Toadstool cakeAnd that’s not including the party plans. Somehow a temporary insanity in January, when I let Anna choose her own guest list, had led to us expecting 24 children in addition to the birthday girl for a two hour party. This insanity also caused me to let her choose her own birthday cake, so I had a fairy toadstool to construct as well. I’d booked an entertainer for an hour, then the night before we were seized by overwhelming panic and booked her for another half hour. Best decision we ever made. The entertainer was fabulous, but the second she’d finished the children decimated their carefully packed ‘party picnic boxes’, mainly inhaling the hula hoops and chocolate mini muffins and ignoring the cheese sandwiches and raisins, and then they were on the rampage. A friend arriving to collect her son described my husband and me as looking shellshocked. That’s how it felt. None of them were naughty really, it’s just that there were so many of them. And they moved so fast. And our house suddenly felt so small. My husband had queried the cost of the entertainer originally; afterwards he said he felt she deserved every penny and more besides. I’ve always felt that primary school teachers should be canonised, and Sunday afternoon has totally re-enforced that. It’s fair to say that the bottle of wine we opened later that night was very much appreciated.

All these excitements meant that nothing else got done for ten days, and I’ve spent the last few days playing catch up. Oh yes, and a few manic moments this morning constructing an Alice in Wonderland costume for World Book Day. I’d originally told Anna she could go as a fairy or a cat (costumes we already have) and she’d opted to be Socks from Julia Donaldson’s ‘Tabby McTat’. However, over the past few weeks my mother-in-law has been reading Alice in Wonderland to Anna, and she loves it. Over half term my parents took her to an exhibition on magic and fantasy at Liverpool Museum, which included some Alice-related exhibits, and that made her even keener.

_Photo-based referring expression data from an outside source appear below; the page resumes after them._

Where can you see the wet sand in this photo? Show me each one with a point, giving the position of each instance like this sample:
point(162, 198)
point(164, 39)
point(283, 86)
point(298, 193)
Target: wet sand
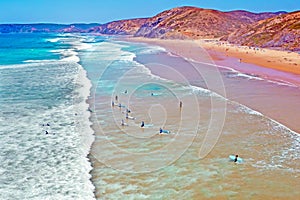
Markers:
point(281, 103)
point(137, 163)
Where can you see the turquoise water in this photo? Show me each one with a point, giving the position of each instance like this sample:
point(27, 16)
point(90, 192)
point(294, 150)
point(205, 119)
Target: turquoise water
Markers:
point(44, 126)
point(46, 83)
point(134, 163)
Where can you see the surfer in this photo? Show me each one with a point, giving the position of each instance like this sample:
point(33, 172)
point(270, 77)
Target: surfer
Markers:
point(235, 159)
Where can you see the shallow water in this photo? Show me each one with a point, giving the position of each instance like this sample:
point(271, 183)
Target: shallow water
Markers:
point(139, 163)
point(44, 143)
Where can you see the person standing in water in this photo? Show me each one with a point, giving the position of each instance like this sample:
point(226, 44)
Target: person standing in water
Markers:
point(235, 159)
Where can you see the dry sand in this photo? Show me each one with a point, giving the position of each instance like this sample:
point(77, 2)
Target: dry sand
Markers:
point(279, 60)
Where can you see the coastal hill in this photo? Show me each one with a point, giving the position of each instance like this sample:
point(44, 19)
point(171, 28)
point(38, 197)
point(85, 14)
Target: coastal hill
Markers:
point(46, 28)
point(122, 27)
point(195, 23)
point(282, 32)
point(271, 30)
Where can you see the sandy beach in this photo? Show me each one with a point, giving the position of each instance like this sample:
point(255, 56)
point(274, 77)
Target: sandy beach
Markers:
point(249, 117)
point(269, 102)
point(274, 59)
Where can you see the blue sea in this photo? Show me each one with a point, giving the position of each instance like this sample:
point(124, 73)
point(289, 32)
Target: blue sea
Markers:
point(62, 138)
point(44, 123)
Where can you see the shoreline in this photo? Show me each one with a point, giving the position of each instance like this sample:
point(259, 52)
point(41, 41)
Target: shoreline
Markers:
point(267, 100)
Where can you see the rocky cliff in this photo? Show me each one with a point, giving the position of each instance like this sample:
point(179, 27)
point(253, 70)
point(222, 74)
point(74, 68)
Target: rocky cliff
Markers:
point(282, 32)
point(47, 28)
point(191, 22)
point(122, 27)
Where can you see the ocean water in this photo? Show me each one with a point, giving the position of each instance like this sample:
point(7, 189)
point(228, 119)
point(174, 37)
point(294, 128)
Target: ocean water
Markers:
point(191, 162)
point(44, 125)
point(50, 83)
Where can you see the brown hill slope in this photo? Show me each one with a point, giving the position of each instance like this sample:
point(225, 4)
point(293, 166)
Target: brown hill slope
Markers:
point(122, 27)
point(184, 22)
point(282, 32)
point(191, 22)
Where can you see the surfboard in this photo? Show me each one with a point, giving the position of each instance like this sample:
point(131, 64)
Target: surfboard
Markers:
point(232, 158)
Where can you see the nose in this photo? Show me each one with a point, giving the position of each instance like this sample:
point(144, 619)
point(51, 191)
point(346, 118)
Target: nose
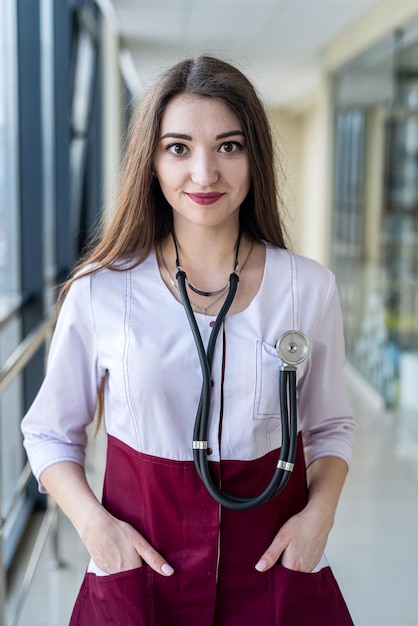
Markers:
point(204, 169)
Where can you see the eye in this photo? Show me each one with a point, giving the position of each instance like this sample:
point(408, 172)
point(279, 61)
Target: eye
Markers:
point(229, 147)
point(177, 149)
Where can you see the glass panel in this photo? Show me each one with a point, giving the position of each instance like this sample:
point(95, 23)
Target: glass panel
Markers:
point(8, 154)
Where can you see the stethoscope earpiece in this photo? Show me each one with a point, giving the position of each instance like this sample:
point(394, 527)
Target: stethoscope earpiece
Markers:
point(292, 347)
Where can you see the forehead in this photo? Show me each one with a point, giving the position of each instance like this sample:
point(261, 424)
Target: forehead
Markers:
point(187, 112)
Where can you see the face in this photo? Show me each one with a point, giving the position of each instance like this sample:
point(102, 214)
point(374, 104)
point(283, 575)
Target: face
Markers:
point(202, 162)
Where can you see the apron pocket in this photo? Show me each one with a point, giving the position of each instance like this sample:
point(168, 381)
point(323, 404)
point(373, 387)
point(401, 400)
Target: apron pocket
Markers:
point(112, 600)
point(308, 598)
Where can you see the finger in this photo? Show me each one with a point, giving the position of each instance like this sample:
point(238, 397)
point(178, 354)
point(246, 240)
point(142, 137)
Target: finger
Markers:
point(154, 558)
point(271, 555)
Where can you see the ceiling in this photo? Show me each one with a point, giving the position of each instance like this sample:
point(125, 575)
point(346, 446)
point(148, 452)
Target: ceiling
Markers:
point(277, 43)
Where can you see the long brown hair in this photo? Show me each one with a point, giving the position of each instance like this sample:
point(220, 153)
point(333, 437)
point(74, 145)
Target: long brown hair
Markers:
point(143, 217)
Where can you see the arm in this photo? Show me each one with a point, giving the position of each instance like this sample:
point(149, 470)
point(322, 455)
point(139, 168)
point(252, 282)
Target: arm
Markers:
point(113, 545)
point(327, 431)
point(301, 541)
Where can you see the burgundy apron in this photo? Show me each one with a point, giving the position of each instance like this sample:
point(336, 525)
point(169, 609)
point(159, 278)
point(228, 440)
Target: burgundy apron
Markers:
point(213, 550)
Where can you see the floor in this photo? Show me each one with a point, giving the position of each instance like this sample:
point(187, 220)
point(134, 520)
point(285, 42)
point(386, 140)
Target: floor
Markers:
point(373, 547)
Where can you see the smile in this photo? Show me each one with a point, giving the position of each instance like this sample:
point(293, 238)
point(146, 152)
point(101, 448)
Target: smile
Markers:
point(205, 198)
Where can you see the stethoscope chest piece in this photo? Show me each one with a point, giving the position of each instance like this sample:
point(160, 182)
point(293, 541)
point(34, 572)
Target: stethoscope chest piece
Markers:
point(292, 347)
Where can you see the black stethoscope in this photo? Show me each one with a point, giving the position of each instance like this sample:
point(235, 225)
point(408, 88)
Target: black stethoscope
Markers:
point(292, 348)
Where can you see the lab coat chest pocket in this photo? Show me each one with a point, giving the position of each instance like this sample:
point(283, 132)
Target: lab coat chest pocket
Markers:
point(267, 396)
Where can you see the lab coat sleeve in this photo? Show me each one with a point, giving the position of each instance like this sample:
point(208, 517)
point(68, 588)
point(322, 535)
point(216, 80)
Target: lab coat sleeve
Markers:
point(54, 428)
point(326, 418)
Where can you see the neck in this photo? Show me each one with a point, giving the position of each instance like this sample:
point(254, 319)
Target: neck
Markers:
point(203, 250)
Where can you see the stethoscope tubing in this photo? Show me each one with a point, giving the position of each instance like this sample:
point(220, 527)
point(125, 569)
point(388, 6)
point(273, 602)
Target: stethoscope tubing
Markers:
point(287, 384)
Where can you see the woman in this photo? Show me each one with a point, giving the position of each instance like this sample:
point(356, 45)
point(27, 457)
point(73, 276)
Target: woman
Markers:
point(197, 200)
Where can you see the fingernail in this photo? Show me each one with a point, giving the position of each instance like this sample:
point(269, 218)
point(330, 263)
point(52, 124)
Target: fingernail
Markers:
point(261, 565)
point(167, 570)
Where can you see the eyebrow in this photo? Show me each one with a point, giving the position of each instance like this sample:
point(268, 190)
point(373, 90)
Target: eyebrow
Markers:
point(229, 133)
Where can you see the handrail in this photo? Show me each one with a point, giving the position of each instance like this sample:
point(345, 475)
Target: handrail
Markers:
point(16, 362)
point(25, 351)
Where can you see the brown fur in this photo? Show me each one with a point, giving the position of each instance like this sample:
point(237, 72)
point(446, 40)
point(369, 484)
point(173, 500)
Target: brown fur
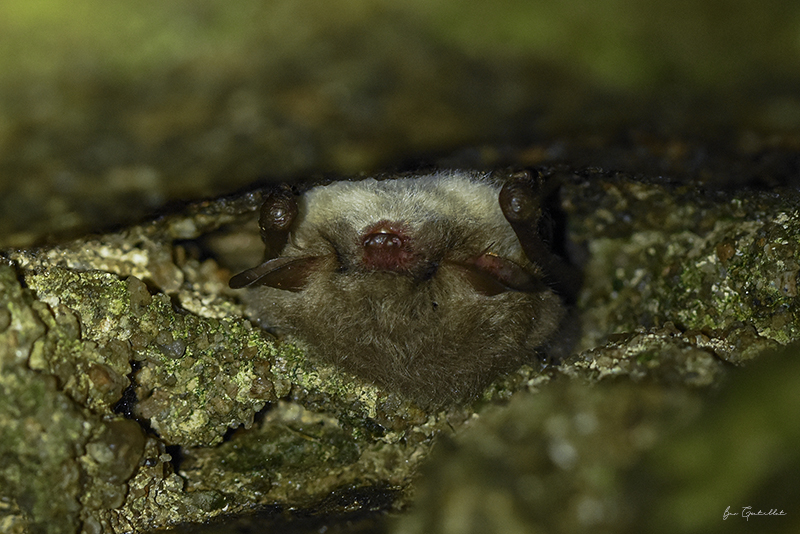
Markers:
point(426, 333)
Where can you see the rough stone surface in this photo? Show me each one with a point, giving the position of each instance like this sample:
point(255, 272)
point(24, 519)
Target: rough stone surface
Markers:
point(127, 366)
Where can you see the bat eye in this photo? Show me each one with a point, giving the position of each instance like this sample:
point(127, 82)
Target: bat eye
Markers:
point(278, 211)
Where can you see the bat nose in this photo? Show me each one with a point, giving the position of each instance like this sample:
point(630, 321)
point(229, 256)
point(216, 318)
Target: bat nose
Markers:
point(388, 247)
point(382, 240)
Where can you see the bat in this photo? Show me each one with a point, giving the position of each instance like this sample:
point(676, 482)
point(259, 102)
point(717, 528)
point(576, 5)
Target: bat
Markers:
point(429, 285)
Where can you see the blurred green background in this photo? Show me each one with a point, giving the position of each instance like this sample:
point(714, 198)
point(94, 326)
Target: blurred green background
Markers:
point(110, 109)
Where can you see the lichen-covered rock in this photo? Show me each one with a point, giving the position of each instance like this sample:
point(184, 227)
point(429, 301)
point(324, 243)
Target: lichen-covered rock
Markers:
point(623, 456)
point(128, 365)
point(722, 266)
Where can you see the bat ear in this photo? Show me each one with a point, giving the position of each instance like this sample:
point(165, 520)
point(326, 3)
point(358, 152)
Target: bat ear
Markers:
point(491, 275)
point(290, 274)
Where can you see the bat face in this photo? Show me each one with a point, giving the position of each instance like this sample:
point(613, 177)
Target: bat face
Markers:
point(422, 284)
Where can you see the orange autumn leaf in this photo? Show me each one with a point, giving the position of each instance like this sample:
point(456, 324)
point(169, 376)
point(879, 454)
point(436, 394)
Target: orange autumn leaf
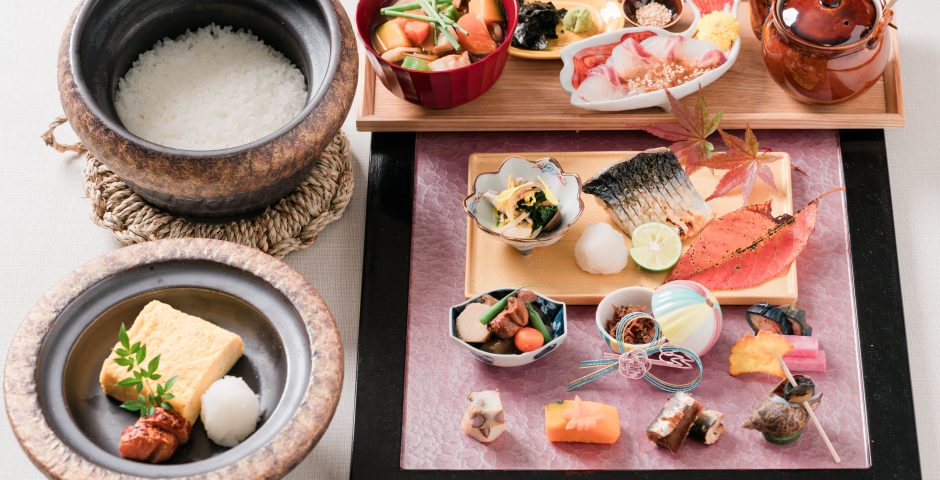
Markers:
point(758, 354)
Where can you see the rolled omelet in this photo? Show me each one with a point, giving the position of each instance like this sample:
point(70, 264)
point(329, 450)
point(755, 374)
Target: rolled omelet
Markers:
point(194, 350)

Over breakfast this morning she was chatting nineteen to the dozen about Alice, all excited because Granny was picking her up today and so she’d get the latest instalment. It suddenly occurred to me that, of course, she should go as Alice. 7.55am on World Book Day is perhaps not the ideal time to change costume from cat to Alice in Wonderland, but Anna and I were undaunted. First I managed to cram her into an old summer dress (age 3-4!) which happens to have a sticky out net petticoat and a sash. Then I sacrificed a large white cotton napkin and cut it into something which vaguely approximated an apron shape. Obviously there was no time for hemming (what a shame), but I cut a small hole in either side and threaded the dress sash through to hold it on. I wrapped a ribbon around her red velvet Christmas Alice band, and then wrote ‘Drink Me’ on a luggage label and tied it round the neck of a small plastic bottle. The crowning glory as far as Anna was concerned was that she was allowed to take her favourite soft toy, Rosie the white rabbit, to school with her. It was a very long way from being the best costume at school today, not even in the top half probably, but I felt it was pretty good going for a 2o minute quick fix.

And I now feel that, having spent the past fortnight doing my best impression of a perfect mummy, I’m now granted a considerable period of putting Cbeebies on and my feet up. Aren’t I?